In November French government spokesman Sibeth Ndiaye told members of Anglo American Press Association including The Local, that while she had sympathy for medics who at the time were taking industrial action, she believed this was not the way to go about raising questions about the French health service.
 
She said: “President Macron does not want to make small changes and put small amounts of extra money into the system, but instead we need systemic reform.”
 
The government's current plan will include a review of the organisation to improve and strengthen decentralised health services, evaluating steps that can be taken to prevent illness rather than just treating the disease.
 
Not new
 
For decades, French governments have, along with governments across the developed world, striven to rid themselves of healthcare costs by turning hospitals into more profitable, more efficient businesses, favouring short-term services over costly long-term care.

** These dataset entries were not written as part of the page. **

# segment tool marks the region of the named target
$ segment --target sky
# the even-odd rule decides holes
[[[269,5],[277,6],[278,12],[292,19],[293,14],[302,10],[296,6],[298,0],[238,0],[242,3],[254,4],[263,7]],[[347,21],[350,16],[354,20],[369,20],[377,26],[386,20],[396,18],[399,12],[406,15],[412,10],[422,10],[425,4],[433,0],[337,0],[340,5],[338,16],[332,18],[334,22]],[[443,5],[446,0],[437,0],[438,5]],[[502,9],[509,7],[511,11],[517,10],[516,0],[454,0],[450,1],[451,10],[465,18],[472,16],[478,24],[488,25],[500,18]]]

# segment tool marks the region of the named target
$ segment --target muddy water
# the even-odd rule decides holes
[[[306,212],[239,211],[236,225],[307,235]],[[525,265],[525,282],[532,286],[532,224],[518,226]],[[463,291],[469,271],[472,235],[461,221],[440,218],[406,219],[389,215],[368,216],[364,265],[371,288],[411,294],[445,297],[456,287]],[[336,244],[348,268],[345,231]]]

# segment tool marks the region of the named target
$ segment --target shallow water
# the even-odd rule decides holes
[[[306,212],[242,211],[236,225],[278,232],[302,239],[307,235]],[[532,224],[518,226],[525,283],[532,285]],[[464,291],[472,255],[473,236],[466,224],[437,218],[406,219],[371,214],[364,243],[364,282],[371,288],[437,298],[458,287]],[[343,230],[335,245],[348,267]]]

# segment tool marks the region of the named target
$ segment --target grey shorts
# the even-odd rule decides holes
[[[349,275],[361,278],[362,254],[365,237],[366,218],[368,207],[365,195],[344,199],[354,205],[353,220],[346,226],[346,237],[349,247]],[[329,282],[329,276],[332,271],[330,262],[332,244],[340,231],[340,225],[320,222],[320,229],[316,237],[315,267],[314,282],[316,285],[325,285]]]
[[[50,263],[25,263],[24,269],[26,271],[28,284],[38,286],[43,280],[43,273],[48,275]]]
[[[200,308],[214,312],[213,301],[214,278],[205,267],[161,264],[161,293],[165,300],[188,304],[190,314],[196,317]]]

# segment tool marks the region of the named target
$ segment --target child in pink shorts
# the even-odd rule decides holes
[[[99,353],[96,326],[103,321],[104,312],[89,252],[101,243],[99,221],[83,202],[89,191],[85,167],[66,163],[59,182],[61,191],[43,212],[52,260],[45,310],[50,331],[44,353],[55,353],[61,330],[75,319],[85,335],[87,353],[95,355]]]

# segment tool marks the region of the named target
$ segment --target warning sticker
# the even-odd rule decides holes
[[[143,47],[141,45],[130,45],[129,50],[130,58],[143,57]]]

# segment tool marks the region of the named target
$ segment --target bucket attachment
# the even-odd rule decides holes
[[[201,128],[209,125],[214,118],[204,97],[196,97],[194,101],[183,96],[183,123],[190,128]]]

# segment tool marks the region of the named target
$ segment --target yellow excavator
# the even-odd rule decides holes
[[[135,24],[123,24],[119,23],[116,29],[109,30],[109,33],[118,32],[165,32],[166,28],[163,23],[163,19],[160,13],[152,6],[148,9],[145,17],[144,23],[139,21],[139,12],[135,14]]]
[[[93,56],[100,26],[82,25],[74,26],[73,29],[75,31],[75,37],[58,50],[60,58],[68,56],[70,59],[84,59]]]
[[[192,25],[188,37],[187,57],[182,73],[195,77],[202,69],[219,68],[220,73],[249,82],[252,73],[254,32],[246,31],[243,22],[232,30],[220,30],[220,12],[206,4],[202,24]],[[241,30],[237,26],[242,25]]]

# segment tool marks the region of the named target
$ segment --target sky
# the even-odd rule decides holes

Hospital workers in France have been organising street protests for months to get the government's attention.

In the winter of 2019, barely three months before the coronavirus stretched many hospitals virtually to breaking point, nearly half of France’s public hospital services were on strike (a largely symbolic label as actual walk-outs in the public hospital sector are forbidden by the law).

“Public hospitals are collapsing,” read a joint statement published in November in Le Monde newspaper by 70 public health chiefs from Paris hospitals who feared the crisis was reaching an “irreversible breaking point”. 

In January, over 1,200 health officials resigned from their administrative duties in protest.

The coronavirus pandemic – by forcing the government to slam down a strict, nationwide lockdown in order to save hospitals in hot-spots from buckling under the mounting pressure – gave staff the attention they have been craving for years.
 
Now they are hoping for “a substantial gesture” from the government as compensation. As Le Monde stated in their editorial on Monday, “the anger is so big that he (the president) is no longer entitled to mistakes.”